Meine Liebe zur russischen Sprache

Häufig werde ich gefragt, warum Russisch, warum Russland, woher das Interesse an diesem kalten Land. Meine Antwort lautet dann meist, dass Russisch nicht nur in Russland gesprochen wird, das Land im Sommer ganz schön warm werden kann und dass die Herzenswärme meiner dortigen Freunde und Bekannte entscheidend ist, für alles andere gibt es schließlich Wollsocken!

Hier möchte ich trotzdem von meinen ersten Annäherungsschritten mit der russischen Sprache und ja, auch mit Russland, beschreiben:

Die allererste Berührung war reiner Zufall: Schüleraustausch 2004 in Moskau im Sommer, riesige Stadt, ein ziemlich heißer Sommer, als kaltes Land habe ich Russland damals nicht erlebt und danach auch nur ganz selten und nur im Winter. Der Schüleraustausch war sehr schön, das erste Mal ein Visum beantragen, alleine fliegen, alleine in einem „fremden“ Land: Meine Gastfamilie war so nett, dass ich mich gar nicht fremd fühlte.

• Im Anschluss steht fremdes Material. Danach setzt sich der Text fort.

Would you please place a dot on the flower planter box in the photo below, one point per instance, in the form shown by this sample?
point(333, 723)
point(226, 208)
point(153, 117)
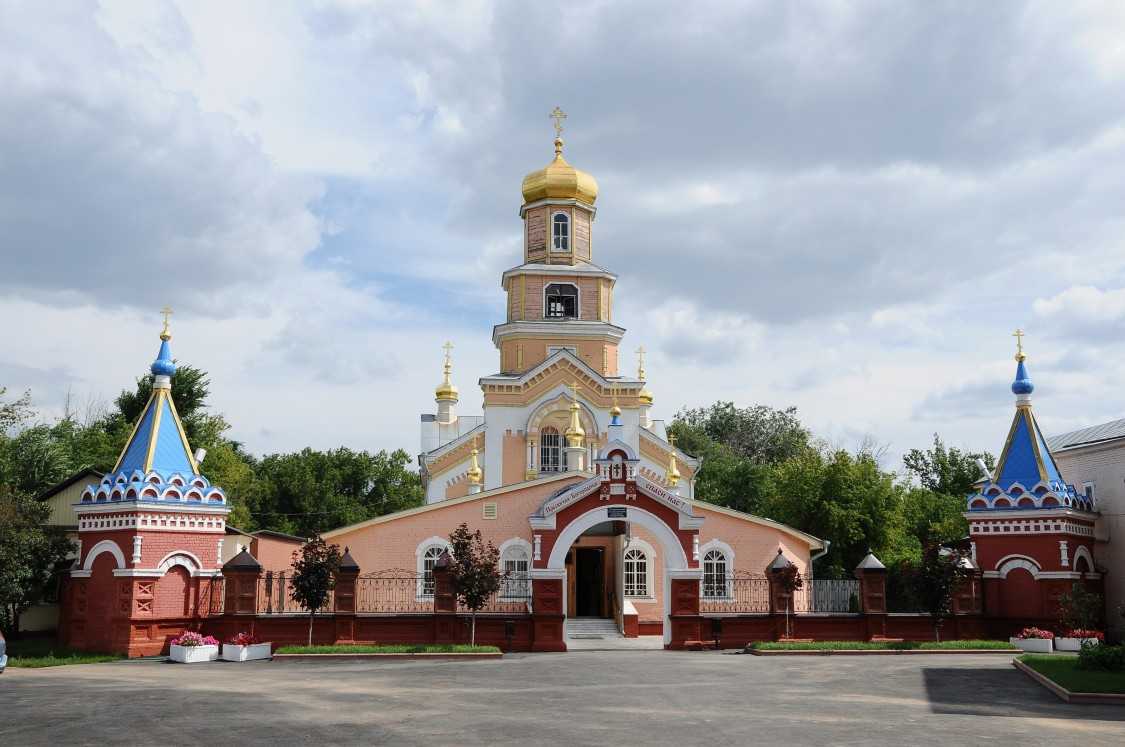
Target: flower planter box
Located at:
point(194, 654)
point(1033, 645)
point(1073, 644)
point(234, 653)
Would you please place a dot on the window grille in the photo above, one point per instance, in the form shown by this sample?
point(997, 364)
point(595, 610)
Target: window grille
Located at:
point(550, 447)
point(636, 573)
point(560, 232)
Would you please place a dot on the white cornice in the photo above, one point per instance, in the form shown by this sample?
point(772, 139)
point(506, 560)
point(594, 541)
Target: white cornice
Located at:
point(584, 269)
point(559, 329)
point(557, 200)
point(622, 385)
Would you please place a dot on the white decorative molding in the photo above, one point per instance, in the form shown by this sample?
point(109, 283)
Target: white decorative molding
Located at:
point(104, 546)
point(1009, 563)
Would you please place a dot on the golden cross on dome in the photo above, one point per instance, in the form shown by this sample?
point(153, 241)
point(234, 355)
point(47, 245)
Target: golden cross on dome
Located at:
point(558, 116)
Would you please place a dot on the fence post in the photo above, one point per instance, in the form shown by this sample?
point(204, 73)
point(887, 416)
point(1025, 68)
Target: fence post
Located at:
point(241, 576)
point(872, 575)
point(343, 599)
point(446, 629)
point(780, 600)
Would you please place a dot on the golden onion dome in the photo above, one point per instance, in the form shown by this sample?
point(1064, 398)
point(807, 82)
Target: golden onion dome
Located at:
point(559, 180)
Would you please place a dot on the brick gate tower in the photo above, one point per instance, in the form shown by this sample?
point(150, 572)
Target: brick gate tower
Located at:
point(1032, 532)
point(150, 537)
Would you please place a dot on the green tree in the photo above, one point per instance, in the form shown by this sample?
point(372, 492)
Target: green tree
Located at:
point(944, 469)
point(315, 566)
point(29, 555)
point(839, 496)
point(308, 492)
point(934, 579)
point(474, 572)
point(738, 448)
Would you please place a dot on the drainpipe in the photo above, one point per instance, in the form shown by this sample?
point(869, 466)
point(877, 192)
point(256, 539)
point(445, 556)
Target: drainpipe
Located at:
point(822, 552)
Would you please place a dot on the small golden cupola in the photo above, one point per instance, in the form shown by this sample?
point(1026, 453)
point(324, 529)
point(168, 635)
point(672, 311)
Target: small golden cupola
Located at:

Um Russisch richtig zu lernen, reichte der Austausch nicht aus. Nach dem Abitur ging es deshalb für ein Jahr nach Sankt Petersburg zur Menschenrechtsorganisation Memorial. Hier half ich älteren Omis im Haushalt, trank sehr viel Tee und lernte russische Suppen zu kochen. Die älteren Damen waren Überlebende des Stalinistischen Terrors; sie saßen entweder selbst in einem Lager oder ihre Eltern. Ich lernte ihre Geschichten kennen und damit die Geschichte der Sowjetunion. Die Geschichte, die zu diesem Zeitpunkt bereits umgedeutet wurde und Stalin als „effektiven Manager“ darstellte. Memorial geht gegen diese Geschichtsverdrehung an. Eine meiner Omis war Tamara Petkewitsch, eine Schauspielerin, die in Zentralasien im Lager war. Im März gab sie Radio Liberty/Radio Free Europe ein Interview über die Repressionen, den März 1953 und wie Russland heute den Roten Terror betrachtet. Hier können Sie das Interview in deutscher Sprache lesen.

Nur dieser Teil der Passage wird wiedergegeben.